On Monday, Burhan said the regular army he leads would vanquish the paramilitary Rapid Support Forces (RSF) and never sign a deal with them, dashing new hopes of talks to end a war that has plunged Sudan into overlapping humanitarian crises.

The visit represents the first time Burhan has left Sudan since the April 15 start of the conflict, which broke out amid discord over plans to integrate their troops into a single force as part of a transition to democracy.

Burhan is also expected to visit Saudi Arabia, which along with the United States had held meetings with the two sides that yielded ceasefire pacts that were all violated in short order.

In brief comments from El Alamein, Burhan said he wanted to end the war, but did not mention the possibility of talks.

“We ask the world to take an objective and correct view of this war. This war was started by a group that wanted to take over power, and in the process it has committed every crime that could come to mind,” Burhan said.

The RSF has been accused of looting homes and raping dozens of women, according to activists and victims, and of ethnic warfare that has driven out hundreds of thousands of residents of El Geneina in West Darfur.

The RSF has denied the accusations but said that any of its fighters found involved in abuses would be brought to justice.
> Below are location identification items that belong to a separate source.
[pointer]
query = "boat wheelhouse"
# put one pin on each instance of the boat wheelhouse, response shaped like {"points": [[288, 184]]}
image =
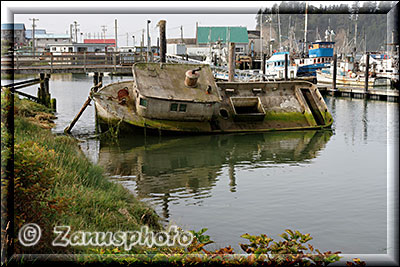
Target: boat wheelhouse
{"points": [[185, 98], [320, 55], [275, 66]]}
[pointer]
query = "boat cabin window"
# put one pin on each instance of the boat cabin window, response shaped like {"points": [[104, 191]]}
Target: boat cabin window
{"points": [[176, 107], [182, 108], [173, 107], [143, 102]]}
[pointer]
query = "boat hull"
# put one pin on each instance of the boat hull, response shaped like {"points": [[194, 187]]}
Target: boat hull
{"points": [[282, 106]]}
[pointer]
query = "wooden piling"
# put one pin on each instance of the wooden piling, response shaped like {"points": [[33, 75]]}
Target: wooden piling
{"points": [[41, 90], [286, 67], [7, 176], [101, 77], [366, 74], [264, 58], [95, 78], [231, 63], [334, 71], [46, 89], [53, 104], [163, 41], [87, 102]]}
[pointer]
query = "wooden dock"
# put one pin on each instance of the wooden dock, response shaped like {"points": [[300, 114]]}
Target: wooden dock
{"points": [[114, 62], [357, 92]]}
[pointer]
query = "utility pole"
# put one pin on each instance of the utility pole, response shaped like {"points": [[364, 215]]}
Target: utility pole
{"points": [[148, 40], [182, 33], [33, 34], [116, 36], [104, 32], [305, 30], [270, 35], [261, 48], [142, 43], [76, 31], [279, 29]]}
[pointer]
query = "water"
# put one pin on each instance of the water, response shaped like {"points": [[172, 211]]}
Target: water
{"points": [[332, 184]]}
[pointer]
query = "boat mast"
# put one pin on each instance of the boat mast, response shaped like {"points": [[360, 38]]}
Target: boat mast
{"points": [[279, 29], [305, 30]]}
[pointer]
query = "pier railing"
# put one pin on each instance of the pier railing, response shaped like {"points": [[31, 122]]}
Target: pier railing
{"points": [[79, 61]]}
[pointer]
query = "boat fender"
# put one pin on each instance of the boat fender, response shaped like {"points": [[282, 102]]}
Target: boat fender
{"points": [[191, 77], [123, 95]]}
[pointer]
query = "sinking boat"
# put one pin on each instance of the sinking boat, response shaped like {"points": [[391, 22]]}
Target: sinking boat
{"points": [[185, 98]]}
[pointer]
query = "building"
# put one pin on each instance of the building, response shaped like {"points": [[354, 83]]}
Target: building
{"points": [[14, 32], [206, 35], [254, 42], [29, 35], [76, 47], [111, 44]]}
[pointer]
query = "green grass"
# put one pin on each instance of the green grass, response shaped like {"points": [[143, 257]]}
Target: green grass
{"points": [[93, 202]]}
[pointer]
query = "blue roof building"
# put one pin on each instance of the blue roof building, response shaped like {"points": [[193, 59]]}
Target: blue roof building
{"points": [[12, 26]]}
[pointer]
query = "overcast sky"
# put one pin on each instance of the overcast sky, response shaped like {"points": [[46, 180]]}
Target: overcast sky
{"points": [[60, 14]]}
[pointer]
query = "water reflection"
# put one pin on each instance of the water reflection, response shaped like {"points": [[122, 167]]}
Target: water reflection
{"points": [[165, 169]]}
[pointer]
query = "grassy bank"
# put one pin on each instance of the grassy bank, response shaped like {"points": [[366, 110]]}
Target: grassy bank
{"points": [[57, 185]]}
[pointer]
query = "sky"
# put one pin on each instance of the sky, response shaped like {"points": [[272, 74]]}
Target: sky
{"points": [[132, 16]]}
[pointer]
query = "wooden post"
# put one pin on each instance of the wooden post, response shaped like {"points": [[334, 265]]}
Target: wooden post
{"points": [[46, 89], [41, 89], [163, 41], [84, 61], [115, 62], [366, 74], [286, 67], [7, 176], [101, 77], [95, 78], [334, 71], [87, 102], [16, 63], [231, 63], [262, 67]]}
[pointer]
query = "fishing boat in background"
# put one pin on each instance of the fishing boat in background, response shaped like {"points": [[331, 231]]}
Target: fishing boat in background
{"points": [[275, 66], [184, 98], [320, 55]]}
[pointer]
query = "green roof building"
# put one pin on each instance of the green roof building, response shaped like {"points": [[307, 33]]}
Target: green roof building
{"points": [[238, 35]]}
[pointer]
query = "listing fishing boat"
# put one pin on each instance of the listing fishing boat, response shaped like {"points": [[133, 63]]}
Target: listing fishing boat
{"points": [[185, 98]]}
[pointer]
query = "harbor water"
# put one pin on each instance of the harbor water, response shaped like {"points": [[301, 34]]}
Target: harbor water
{"points": [[331, 184]]}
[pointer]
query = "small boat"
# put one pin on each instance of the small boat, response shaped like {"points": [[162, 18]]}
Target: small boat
{"points": [[184, 98], [320, 55], [275, 66]]}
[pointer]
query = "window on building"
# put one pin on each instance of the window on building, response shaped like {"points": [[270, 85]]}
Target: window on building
{"points": [[173, 107], [143, 102], [182, 108]]}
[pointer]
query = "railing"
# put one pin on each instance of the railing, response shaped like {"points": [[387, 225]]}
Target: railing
{"points": [[88, 61], [54, 59]]}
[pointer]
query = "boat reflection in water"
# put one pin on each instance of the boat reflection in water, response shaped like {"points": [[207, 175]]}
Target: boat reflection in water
{"points": [[164, 169]]}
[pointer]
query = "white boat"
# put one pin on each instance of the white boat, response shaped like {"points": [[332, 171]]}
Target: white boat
{"points": [[275, 66]]}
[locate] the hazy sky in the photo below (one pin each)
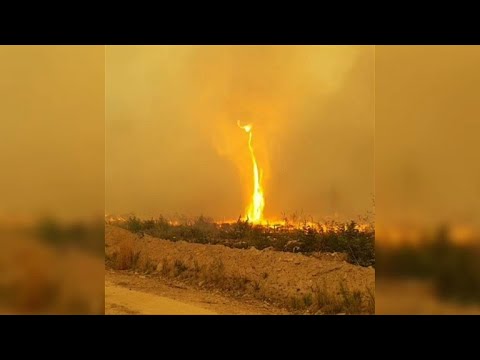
(173, 145)
(427, 135)
(52, 131)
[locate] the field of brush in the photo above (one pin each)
(357, 244)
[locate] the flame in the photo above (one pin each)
(255, 209)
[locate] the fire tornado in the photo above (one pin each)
(257, 203)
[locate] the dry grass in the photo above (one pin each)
(321, 301)
(214, 271)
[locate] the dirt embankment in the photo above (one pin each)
(292, 280)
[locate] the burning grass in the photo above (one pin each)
(307, 237)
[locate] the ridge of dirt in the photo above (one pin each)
(266, 274)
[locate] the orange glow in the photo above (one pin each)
(255, 208)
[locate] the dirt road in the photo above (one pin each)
(121, 300)
(130, 293)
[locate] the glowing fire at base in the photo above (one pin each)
(255, 209)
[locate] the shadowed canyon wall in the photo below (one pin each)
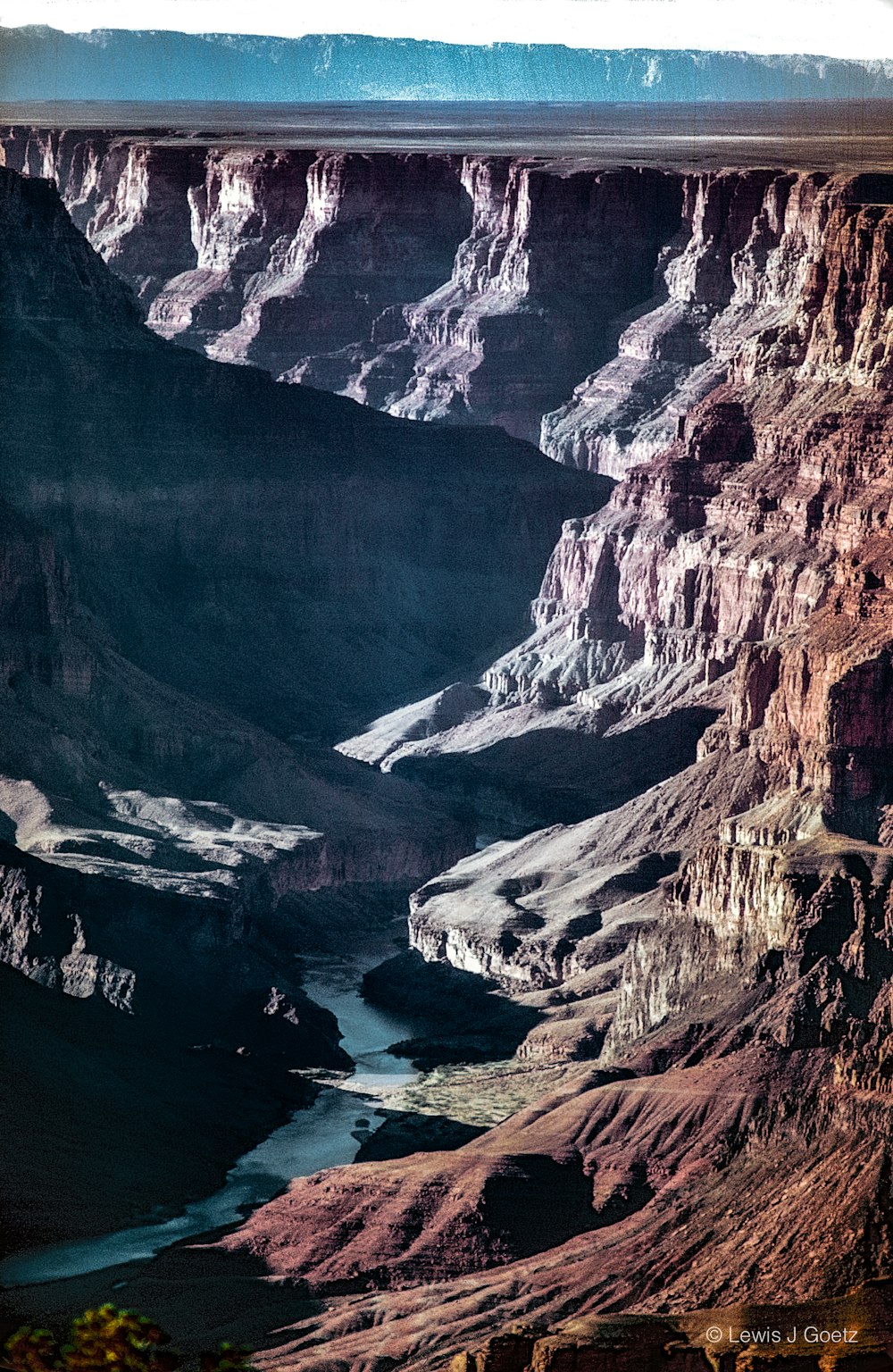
(708, 678)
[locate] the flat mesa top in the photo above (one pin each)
(822, 135)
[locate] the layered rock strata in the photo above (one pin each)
(714, 957)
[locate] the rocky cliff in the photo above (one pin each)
(201, 573)
(708, 680)
(713, 957)
(430, 286)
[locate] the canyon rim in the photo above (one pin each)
(446, 772)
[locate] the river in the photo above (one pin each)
(325, 1135)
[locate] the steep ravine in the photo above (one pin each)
(708, 954)
(713, 957)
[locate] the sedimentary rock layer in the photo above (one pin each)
(714, 957)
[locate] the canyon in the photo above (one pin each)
(678, 772)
Two Egyptian security sources said that while the RSF had also said it welcomed the Egyptian initiative, which includes a call for a months-long ceasefire, it had appeared reluctant to take any further steps.

“The PR advantage is with Burhan,” said a Western diplomat, adding that although Western nations see both sides of the conflict as belligerents, Burhan’s appearances outside Khartoum would shore up his status.

Both the regular army and RSF have been accused of fighting in residential areas and indiscriminately firing heavy weapons, resulting in hundreds of civilians killed in the capital and other major cities. They both deny the allegations, accusing each other of targeting civilians.

In Nyala, capital of South Darfur and one of Sudan’s most populous cities, fighting has cut off phone networks, electricity and humanitarian aid for weeks, with tens of thousands of residents trapped.

In one incident documented by medical aid agency MSF and local residents, about two dozen people, including multiple members of several families, died when caught in crossfire while hiding under a bridge on Aug. 23.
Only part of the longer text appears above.